Na mesma entrevista, César Batalha recordou a origem dos pais oriundos de Mafra, que vieram viver para Oeiras para o pai poder trabalhar na Fundição de Oeiras. Foi por imposição do pai que ainda chegou a frequentar o curso de Económicas e Financeiras (o pai esperava que enveredasse pela carreira diplomática), mas acabou por desistir, para ficar só com a Música, à qual se dedicou de corpo e alma durante toda a sua vida
O pai do maestro, que pertenceu a uma banda musical em Mafra, tinha alguns livros de música em casa, que cedo fascinaram o filho, atraído pela escrita musical. O pai chegou a proibi-lo de estudar música por entender que não era uma profissão de futuro, mas a mãe, que era doméstica, apoiou-o “um pouco às escondidas do pai” nas lições de piano, recebidas em casa da professora, atendendo a que a família não tinha piano em casa.
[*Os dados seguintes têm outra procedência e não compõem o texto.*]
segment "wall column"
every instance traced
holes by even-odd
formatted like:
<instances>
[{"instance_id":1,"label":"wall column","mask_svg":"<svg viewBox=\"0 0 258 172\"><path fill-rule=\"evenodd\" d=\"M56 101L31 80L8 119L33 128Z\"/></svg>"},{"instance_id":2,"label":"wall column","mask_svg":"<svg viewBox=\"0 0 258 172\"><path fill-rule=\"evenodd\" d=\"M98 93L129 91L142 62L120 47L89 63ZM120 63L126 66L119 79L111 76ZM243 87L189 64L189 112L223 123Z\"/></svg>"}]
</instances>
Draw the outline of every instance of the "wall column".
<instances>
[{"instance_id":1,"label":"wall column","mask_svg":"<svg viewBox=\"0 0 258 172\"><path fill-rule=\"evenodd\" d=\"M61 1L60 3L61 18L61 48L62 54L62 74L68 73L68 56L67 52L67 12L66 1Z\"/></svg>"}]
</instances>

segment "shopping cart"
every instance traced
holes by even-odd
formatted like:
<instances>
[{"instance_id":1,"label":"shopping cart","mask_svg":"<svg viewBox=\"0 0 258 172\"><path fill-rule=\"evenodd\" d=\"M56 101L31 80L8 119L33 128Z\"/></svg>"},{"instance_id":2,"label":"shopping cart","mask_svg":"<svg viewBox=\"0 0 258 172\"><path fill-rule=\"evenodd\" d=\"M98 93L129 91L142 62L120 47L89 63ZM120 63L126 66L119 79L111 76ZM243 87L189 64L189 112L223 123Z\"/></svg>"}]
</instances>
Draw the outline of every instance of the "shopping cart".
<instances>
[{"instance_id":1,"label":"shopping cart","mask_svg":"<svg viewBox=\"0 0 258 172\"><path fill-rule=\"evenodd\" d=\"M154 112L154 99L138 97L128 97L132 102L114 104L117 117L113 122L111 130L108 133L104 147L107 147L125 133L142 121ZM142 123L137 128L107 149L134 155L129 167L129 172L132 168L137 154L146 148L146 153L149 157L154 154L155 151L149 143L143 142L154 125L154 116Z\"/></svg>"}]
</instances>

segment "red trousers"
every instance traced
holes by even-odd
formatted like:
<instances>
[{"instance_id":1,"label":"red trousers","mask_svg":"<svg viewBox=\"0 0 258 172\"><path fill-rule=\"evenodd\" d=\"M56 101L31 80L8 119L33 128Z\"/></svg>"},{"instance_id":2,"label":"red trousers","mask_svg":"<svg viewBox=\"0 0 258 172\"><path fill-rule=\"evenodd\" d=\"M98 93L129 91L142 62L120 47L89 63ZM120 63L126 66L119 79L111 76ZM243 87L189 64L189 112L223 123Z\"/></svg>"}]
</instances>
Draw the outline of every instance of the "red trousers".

Como uma das grandes influências na sua formação, César Batalha lembrou o professor de Música António Freire Garcia, um mestre com “um grau de exigência enorme”, uma exigência que o maestro sempre admitiu ter herdado em relação àqueles que dirigiu ao longo da sua carreira. “Sou um maestro com mau feitio”, confessou na mesma entrevista, referindo que “queria concentração” e que isso o obrigava a impor a sua autoridade. Como? “Aos gritos. Era a única maneira. Sempre foi”, explicou.
Em relação aos vários coros que dirigiu, entre os quais o Coral Ultramarino de Lisboa, o Coro da Tabaqueira, o Orfeão Académico de Lisboa e o Coro do Banco de Portugal, entre outros, além dos já referidos, precisou que sempre manteve a mesma filosofia: “Ter um reportório que agradasse a quem cantava e a quem participava e a quem ouvia, sem cedências”. Um reportório que incluía Música Clássica, sobretudo, mas também Música Popular Portuguesa.
“Gosto de Música Ligeira. Não sou radical, de modo algum. Há Música Ligeira muito boa. Aprecio e gosto”, admitia a maestro, que iniciou a sua carreira como organista com apenas 15 anos. Ao longo do seu percurso artístico também escreveu várias músicas para o Teatro. Uma dessas colaborações ocorreu com a peça ‘Sabina Freire’, de Manuel Teixeira Gomes, encenada por Celso Cleto, levada à cena no Auditório Municipal Eunice Muñoz, em Oeiras, por ocasião da comemoração do centenário da Implantação da República.